Sania muncul dari dalam rumah sambil menggenggam segelas teh mint. “Kau yakin tidak salah taruh? Atau jangan-jangan itu bagian dari latihan ‘infiltrasi diam-diam’ ala agen HIA-mu?”
Victor mendengus, berjalan dengan satu kaki beralaskan sandal dan satu lagi hanya kaus kaki. “Ini bukan lucu, ini bencana. Sandal itu sudah menemaniku sejak misi di Marsadura!”
“Yang robek sebelah kiri itu?”
“Justru karena robek, dia punya nilai historis.”
Sania tak tahan, ia tergelak. “Tenang, Sherlock tak parani btw Tadi kulihat Liam memakaikannya ke kucing.”
Victor langsung panik. “Apa?! Sandalku dipake si Mustofa?!”
Di halaman, terlihat seekor kucing oranye belang putih—Mustofa—berjalan dengan gagah memakai sandal kanan Victor, lengkap dengan sayap-sayap dari daun pisang yang ditempel oleh Liam. Seperti superhero kampung.
“Dia bilang Mustofa lagi cosplay jadi Agent” jelas Sania sambil menahan tawa.
Victor berlutut memandangi Mustofa. “Saudaraku… semoga misi ini yang terakhir.”
Menjelang siang, Sania ikut membantu Margaretha membuat kue khas lebaran. Dapur dipenuhi adonan lengket, tepung beterbangan, dan aroma manis mentega. Liam dan teman-temannya masuk diam-diam, curi-curi nyicip adonan.

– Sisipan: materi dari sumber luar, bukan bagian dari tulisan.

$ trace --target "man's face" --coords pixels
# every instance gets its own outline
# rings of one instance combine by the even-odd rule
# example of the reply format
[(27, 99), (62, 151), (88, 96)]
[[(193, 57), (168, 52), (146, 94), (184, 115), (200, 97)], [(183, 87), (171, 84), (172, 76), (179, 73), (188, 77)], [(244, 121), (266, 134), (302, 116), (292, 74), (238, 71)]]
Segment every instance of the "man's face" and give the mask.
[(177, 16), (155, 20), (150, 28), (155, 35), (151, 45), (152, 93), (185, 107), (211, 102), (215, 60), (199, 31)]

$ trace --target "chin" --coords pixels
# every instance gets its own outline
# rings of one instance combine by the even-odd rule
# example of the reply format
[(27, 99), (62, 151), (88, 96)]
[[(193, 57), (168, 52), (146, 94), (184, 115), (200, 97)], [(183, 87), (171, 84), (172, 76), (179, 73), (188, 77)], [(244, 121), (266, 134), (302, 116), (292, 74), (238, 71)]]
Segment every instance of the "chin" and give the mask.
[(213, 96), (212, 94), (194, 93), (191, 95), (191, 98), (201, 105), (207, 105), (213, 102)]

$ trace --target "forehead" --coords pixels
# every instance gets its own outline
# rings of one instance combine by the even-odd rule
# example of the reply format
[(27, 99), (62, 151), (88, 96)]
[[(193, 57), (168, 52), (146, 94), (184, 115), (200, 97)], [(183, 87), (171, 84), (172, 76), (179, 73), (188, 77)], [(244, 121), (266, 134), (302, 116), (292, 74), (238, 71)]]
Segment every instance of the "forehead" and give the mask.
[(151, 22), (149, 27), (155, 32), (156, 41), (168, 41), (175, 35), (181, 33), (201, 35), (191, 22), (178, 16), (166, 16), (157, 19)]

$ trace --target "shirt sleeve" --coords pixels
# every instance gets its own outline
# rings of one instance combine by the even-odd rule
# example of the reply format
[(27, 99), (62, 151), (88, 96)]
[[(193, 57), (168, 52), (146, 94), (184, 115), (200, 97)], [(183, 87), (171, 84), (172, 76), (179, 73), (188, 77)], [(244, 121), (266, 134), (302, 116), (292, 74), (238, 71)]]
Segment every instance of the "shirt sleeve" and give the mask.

“Kamu mau pakai pewarna makanan merah atau biru?” tanya Margaretha.
Sania menatap dua botol kecil. “Merah aja, biar dramatis.”
Namun yang dia tak tahu, Liam iseng menukar label botol. Pewarna “merah” itu sebenarnya… cabai bubuk.
"Bibi tidak akan tahu soal ini"
Beberapa jam kemudian, saat kue pertama keluar dari oven, Sania dengan bangga menyodorkannya ke Victor.
“Coba, ini hasil eksperimenku enak loh!”
"Buatan istri mu"
Victor menggigit, mengunyah... dan langsung terdiam. Lalu berlari ke sumur sambil memekik, “INI KUE ATAU BOM?!”
Sania menatap kuenya. “Eh... kok... warnanya juga kayak Apa ya?”
Margaretha mencicipi satu. “Hmm. Mungkin... ini varian baru: kue balado.”
Sania langsung mengejar Liam yang tertawa-tawa di balik jendela. “LIAAAMMMM!!!”
"Maaf bibi lariiii"
Menjelang sore, saat suasana agak tenang, datang kabar dari kepala desa: malam nanti akan ada “Festival Takjil Internasional” yang diadakan di lapangan. Warga diminta menyumbang satu jenis makanan untuk dibagikan ke seluruh pengunjung.
Victor bersemangat. “Kita bikin nasi goreng keagenan! Resep khusus dari masa pelatihan HIA. Cukup satu piring buat ngenyangin tiga orang dan bikin lawan pingsan kalau kebanyakan.”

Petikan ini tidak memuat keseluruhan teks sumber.